Can you make anything sensual? Arguably, good writing/direction/acting can. After all, one person’s gore is another person’s bloodplay. So, I came open-minded to this film, very willing to be persuaded anything can be made sexy. I was wrong. To give you an analogy, this film was like watching someone try to persuade you that dog mess is sexy. Sorry… doesn’t matter how much you show people fondling it, rubbing their hands in it, rubbing over their bodies, licking it, you can’t make it sexy. Dog mess just… isn’t. And neither are car crashes. I had to wonder if anyone making this film had ever been injured, car crash or no. I have, and I can assure you, the very last thing being incapacitated, in pain or scarred makes you feel is sexy. But that’s what this film is trying to sell you.

Starting out with an involuntary car crash, it quickly degenerates to James Spader and his friends causing them so they can get off on the carnage. Spader is great in the part, as usual, and the gay scene great fun because of that. I’m even in two minds about having a gay scene in this movie. On the one hand, it’s great to see gay sex slipped in (sorry) naturally and equally as the heterosexual sex. However, this is an aberrant movie about sick people doing sick things for weird sex. Oh... so stick a gay scene in? So, are the writers somehow equating sick sex with gay sex? I think they are, and the film went down another notch in my book because of this.

I actually felt quite sickened by this film, and as you know, nothing really offends me as long as it is well done.

This film is creepy, nasty, dirty and daft.


Cerisaye's Review

I really did not get this movie.  I know it’s controversial, famously full of sex, but I had no desire to watch until LadyM said it supposedly had some gay content.  Well, yeah, it does, but it’s minimal.  So if that’s what you’re looking for then unless you really want to watch a disturbing movie succinctly described by one critic as “Sex and wrecks” then I wouldn’t bother.

It does feature an amazing performance by Elias Koteas as Vaughan, a scary, horribly scarred but hypnotically sexy former scientist with a fetish for sex & death.  He stages famous car crashes (James Dean, Jayne Mansfield) so the people he draws into his dangerous world can get off.

I said above there’s lots of sex, and, oh boy, there is.  However, this is NOT an erotic film, quite the opposite actually. Each character is totally isolated and disconnected, looking for ultimate closeness through sex.  Totally unaware intimacy & affection, caring for someone else, is what love is all about. Eroticism needs emotion and passion, and none of them have either.

 So everyone is cold and very hard to feel anything for.  Which is probably meant as metaphor.  Something about the way the modern high tech world has made us, all shut away in our little metal boxes, hurtling through our lives.  

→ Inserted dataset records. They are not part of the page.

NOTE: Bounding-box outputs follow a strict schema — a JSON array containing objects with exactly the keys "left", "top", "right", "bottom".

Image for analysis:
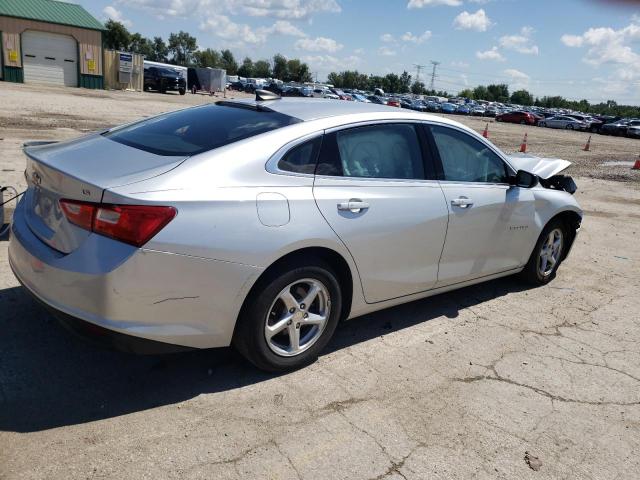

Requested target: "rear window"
[{"left": 104, "top": 104, "right": 300, "bottom": 156}]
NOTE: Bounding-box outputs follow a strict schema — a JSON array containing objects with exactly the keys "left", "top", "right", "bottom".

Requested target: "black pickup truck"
[{"left": 143, "top": 66, "right": 186, "bottom": 95}]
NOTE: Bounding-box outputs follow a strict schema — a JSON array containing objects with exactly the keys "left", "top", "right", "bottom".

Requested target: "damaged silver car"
[{"left": 9, "top": 94, "right": 582, "bottom": 371}]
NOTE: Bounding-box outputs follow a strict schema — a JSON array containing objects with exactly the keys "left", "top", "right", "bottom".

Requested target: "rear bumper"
[{"left": 9, "top": 197, "right": 262, "bottom": 349}]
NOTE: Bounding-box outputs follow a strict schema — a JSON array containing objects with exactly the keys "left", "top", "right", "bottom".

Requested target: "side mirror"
[{"left": 510, "top": 170, "right": 538, "bottom": 188}]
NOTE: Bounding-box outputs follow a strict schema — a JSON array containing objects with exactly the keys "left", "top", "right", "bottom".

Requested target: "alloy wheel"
[
  {"left": 264, "top": 278, "right": 330, "bottom": 357},
  {"left": 538, "top": 228, "right": 563, "bottom": 278}
]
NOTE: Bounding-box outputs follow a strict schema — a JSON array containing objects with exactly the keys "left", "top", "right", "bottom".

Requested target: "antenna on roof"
[{"left": 255, "top": 90, "right": 281, "bottom": 101}]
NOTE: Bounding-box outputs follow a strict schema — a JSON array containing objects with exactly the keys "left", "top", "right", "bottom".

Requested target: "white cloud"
[
  {"left": 401, "top": 30, "right": 432, "bottom": 44},
  {"left": 561, "top": 34, "right": 584, "bottom": 47},
  {"left": 476, "top": 46, "right": 505, "bottom": 61},
  {"left": 380, "top": 33, "right": 395, "bottom": 43},
  {"left": 504, "top": 68, "right": 529, "bottom": 81},
  {"left": 378, "top": 46, "right": 397, "bottom": 56},
  {"left": 200, "top": 15, "right": 305, "bottom": 45},
  {"left": 408, "top": 0, "right": 462, "bottom": 8},
  {"left": 453, "top": 9, "right": 492, "bottom": 32},
  {"left": 120, "top": 0, "right": 341, "bottom": 20},
  {"left": 450, "top": 60, "right": 469, "bottom": 68},
  {"left": 295, "top": 36, "right": 343, "bottom": 52},
  {"left": 499, "top": 26, "right": 539, "bottom": 55},
  {"left": 103, "top": 5, "right": 132, "bottom": 27}
]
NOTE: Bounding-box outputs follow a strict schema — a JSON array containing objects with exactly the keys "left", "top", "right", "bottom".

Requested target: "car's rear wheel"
[
  {"left": 233, "top": 263, "right": 342, "bottom": 372},
  {"left": 539, "top": 121, "right": 546, "bottom": 127},
  {"left": 520, "top": 220, "right": 566, "bottom": 285},
  {"left": 566, "top": 124, "right": 574, "bottom": 130}
]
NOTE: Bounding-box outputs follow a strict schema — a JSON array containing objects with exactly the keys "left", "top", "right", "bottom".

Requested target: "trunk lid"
[
  {"left": 507, "top": 153, "right": 572, "bottom": 179},
  {"left": 23, "top": 134, "right": 186, "bottom": 253}
]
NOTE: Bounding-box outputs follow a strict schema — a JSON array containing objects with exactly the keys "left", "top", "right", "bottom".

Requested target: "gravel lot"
[{"left": 1, "top": 83, "right": 639, "bottom": 479}]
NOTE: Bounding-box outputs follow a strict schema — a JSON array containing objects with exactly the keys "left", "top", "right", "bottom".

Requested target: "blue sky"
[{"left": 81, "top": 0, "right": 640, "bottom": 104}]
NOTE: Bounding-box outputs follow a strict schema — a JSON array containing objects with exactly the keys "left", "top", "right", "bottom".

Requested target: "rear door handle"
[
  {"left": 337, "top": 199, "right": 370, "bottom": 213},
  {"left": 451, "top": 197, "right": 473, "bottom": 208}
]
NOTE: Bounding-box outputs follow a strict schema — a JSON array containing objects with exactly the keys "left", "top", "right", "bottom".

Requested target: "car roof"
[{"left": 222, "top": 97, "right": 410, "bottom": 121}]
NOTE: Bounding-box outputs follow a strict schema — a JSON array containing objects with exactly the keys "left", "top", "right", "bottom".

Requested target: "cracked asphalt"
[{"left": 1, "top": 84, "right": 640, "bottom": 479}]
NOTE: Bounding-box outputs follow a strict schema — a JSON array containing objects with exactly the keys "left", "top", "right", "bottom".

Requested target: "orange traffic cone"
[
  {"left": 482, "top": 123, "right": 489, "bottom": 138},
  {"left": 519, "top": 132, "right": 528, "bottom": 153},
  {"left": 633, "top": 157, "right": 640, "bottom": 170},
  {"left": 583, "top": 135, "right": 592, "bottom": 152}
]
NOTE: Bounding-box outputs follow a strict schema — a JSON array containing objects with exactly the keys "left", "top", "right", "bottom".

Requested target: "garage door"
[{"left": 22, "top": 30, "right": 78, "bottom": 87}]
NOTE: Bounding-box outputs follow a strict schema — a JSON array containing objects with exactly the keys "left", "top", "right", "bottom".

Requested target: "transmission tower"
[
  {"left": 429, "top": 60, "right": 440, "bottom": 91},
  {"left": 413, "top": 63, "right": 425, "bottom": 84}
]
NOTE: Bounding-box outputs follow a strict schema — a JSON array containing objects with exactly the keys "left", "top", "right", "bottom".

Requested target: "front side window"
[
  {"left": 430, "top": 125, "right": 508, "bottom": 183},
  {"left": 317, "top": 124, "right": 425, "bottom": 180}
]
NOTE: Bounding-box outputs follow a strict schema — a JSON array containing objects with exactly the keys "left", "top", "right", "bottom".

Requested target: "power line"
[
  {"left": 429, "top": 60, "right": 440, "bottom": 90},
  {"left": 413, "top": 63, "right": 425, "bottom": 84}
]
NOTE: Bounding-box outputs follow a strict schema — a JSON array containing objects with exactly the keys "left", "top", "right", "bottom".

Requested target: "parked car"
[
  {"left": 408, "top": 100, "right": 427, "bottom": 112},
  {"left": 538, "top": 116, "right": 588, "bottom": 130},
  {"left": 143, "top": 66, "right": 186, "bottom": 95},
  {"left": 440, "top": 103, "right": 458, "bottom": 114},
  {"left": 566, "top": 114, "right": 603, "bottom": 133},
  {"left": 456, "top": 105, "right": 471, "bottom": 115},
  {"left": 625, "top": 120, "right": 640, "bottom": 138},
  {"left": 600, "top": 120, "right": 631, "bottom": 136},
  {"left": 495, "top": 111, "right": 536, "bottom": 125},
  {"left": 350, "top": 93, "right": 371, "bottom": 103},
  {"left": 10, "top": 97, "right": 582, "bottom": 371},
  {"left": 367, "top": 95, "right": 387, "bottom": 105},
  {"left": 471, "top": 106, "right": 486, "bottom": 116},
  {"left": 386, "top": 98, "right": 401, "bottom": 108}
]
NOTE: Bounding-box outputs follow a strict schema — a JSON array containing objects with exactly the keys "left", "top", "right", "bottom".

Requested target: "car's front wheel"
[
  {"left": 520, "top": 220, "right": 566, "bottom": 285},
  {"left": 233, "top": 262, "right": 342, "bottom": 372}
]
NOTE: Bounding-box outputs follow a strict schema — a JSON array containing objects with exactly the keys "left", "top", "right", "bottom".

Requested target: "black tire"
[
  {"left": 179, "top": 88, "right": 186, "bottom": 96},
  {"left": 233, "top": 262, "right": 342, "bottom": 372},
  {"left": 566, "top": 124, "right": 574, "bottom": 130},
  {"left": 519, "top": 219, "right": 567, "bottom": 286},
  {"left": 539, "top": 122, "right": 546, "bottom": 128},
  {"left": 520, "top": 120, "right": 526, "bottom": 125}
]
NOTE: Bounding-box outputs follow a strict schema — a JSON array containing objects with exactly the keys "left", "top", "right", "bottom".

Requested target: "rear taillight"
[{"left": 59, "top": 199, "right": 176, "bottom": 247}]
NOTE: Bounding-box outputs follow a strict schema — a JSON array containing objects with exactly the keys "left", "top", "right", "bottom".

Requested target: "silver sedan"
[
  {"left": 539, "top": 116, "right": 587, "bottom": 130},
  {"left": 9, "top": 93, "right": 582, "bottom": 371}
]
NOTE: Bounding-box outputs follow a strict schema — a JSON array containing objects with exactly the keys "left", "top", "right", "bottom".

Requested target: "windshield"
[{"left": 104, "top": 104, "right": 300, "bottom": 156}]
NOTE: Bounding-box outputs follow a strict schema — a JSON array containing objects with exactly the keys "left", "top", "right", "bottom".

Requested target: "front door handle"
[
  {"left": 337, "top": 199, "right": 370, "bottom": 213},
  {"left": 451, "top": 197, "right": 474, "bottom": 208}
]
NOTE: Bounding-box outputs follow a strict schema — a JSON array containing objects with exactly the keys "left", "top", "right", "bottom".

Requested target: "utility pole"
[
  {"left": 413, "top": 63, "right": 425, "bottom": 84},
  {"left": 429, "top": 60, "right": 440, "bottom": 91}
]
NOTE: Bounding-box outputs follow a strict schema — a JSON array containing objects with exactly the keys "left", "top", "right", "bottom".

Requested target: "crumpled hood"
[{"left": 507, "top": 153, "right": 572, "bottom": 179}]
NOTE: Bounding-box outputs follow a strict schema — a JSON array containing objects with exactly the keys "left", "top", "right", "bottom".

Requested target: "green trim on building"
[
  {"left": 0, "top": 0, "right": 104, "bottom": 31},
  {"left": 79, "top": 74, "right": 103, "bottom": 89},
  {"left": 3, "top": 66, "right": 24, "bottom": 83}
]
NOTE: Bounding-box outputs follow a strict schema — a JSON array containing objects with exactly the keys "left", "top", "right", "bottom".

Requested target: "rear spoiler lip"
[{"left": 22, "top": 140, "right": 59, "bottom": 150}]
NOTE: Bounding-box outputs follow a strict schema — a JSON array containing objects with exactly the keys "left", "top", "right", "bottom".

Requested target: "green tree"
[
  {"left": 253, "top": 60, "right": 272, "bottom": 78},
  {"left": 129, "top": 33, "right": 154, "bottom": 58},
  {"left": 398, "top": 71, "right": 412, "bottom": 94},
  {"left": 487, "top": 84, "right": 510, "bottom": 103},
  {"left": 194, "top": 48, "right": 220, "bottom": 68},
  {"left": 273, "top": 54, "right": 288, "bottom": 81},
  {"left": 473, "top": 85, "right": 490, "bottom": 100},
  {"left": 458, "top": 88, "right": 475, "bottom": 99},
  {"left": 220, "top": 49, "right": 238, "bottom": 75},
  {"left": 237, "top": 57, "right": 254, "bottom": 77},
  {"left": 103, "top": 19, "right": 131, "bottom": 51},
  {"left": 287, "top": 59, "right": 312, "bottom": 82},
  {"left": 510, "top": 89, "right": 534, "bottom": 105},
  {"left": 167, "top": 31, "right": 198, "bottom": 65},
  {"left": 150, "top": 37, "right": 168, "bottom": 62},
  {"left": 411, "top": 81, "right": 425, "bottom": 95}
]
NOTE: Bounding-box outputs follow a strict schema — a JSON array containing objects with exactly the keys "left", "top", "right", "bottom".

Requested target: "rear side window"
[
  {"left": 278, "top": 137, "right": 321, "bottom": 174},
  {"left": 105, "top": 104, "right": 300, "bottom": 156},
  {"left": 317, "top": 124, "right": 426, "bottom": 180}
]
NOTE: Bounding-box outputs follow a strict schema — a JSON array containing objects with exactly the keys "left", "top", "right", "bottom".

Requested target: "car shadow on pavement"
[{"left": 0, "top": 277, "right": 527, "bottom": 433}]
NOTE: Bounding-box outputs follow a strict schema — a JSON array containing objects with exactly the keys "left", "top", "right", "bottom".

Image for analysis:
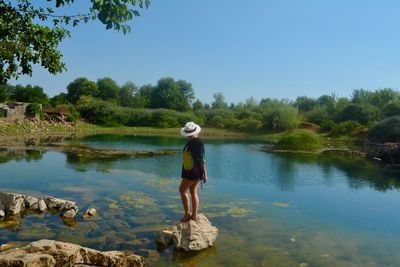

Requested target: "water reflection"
[
  {"left": 270, "top": 152, "right": 400, "bottom": 191},
  {"left": 0, "top": 148, "right": 44, "bottom": 164}
]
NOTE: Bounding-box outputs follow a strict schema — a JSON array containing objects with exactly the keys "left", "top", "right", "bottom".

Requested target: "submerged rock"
[
  {"left": 82, "top": 208, "right": 97, "bottom": 220},
  {"left": 0, "top": 239, "right": 145, "bottom": 267},
  {"left": 156, "top": 229, "right": 174, "bottom": 246},
  {"left": 157, "top": 214, "right": 218, "bottom": 251}
]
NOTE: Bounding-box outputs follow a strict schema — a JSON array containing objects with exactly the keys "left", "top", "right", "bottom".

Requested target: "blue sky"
[{"left": 11, "top": 0, "right": 400, "bottom": 104}]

There’s lots of nudity, way more than you’d expect from a North American film, but it’s the usual double standard, more bare boobs than you can count and even female full frontal, but nary a peek at a male member.  And this from a film meant to be shocking and explicit.  Hah!  Maybe they thought it was risky enough to include some gay sex and a bit of f/f action between Holly Hunter and Rosanna Arquette. 

Some scenes made me quite queasy- licking wounds and scar tissue, that sort of thing.  The music was quite nice though.  And it WAS good to see Vaughan and Ballard, played by James Spader, exploring their attraction, the one bit of sexual action that felt real to me, like they weren’t just desperately going through the motions.  Maybe they should’ve taken that further and ditched the obsession with cars, eh?

Definitely not for everyone.  Me included.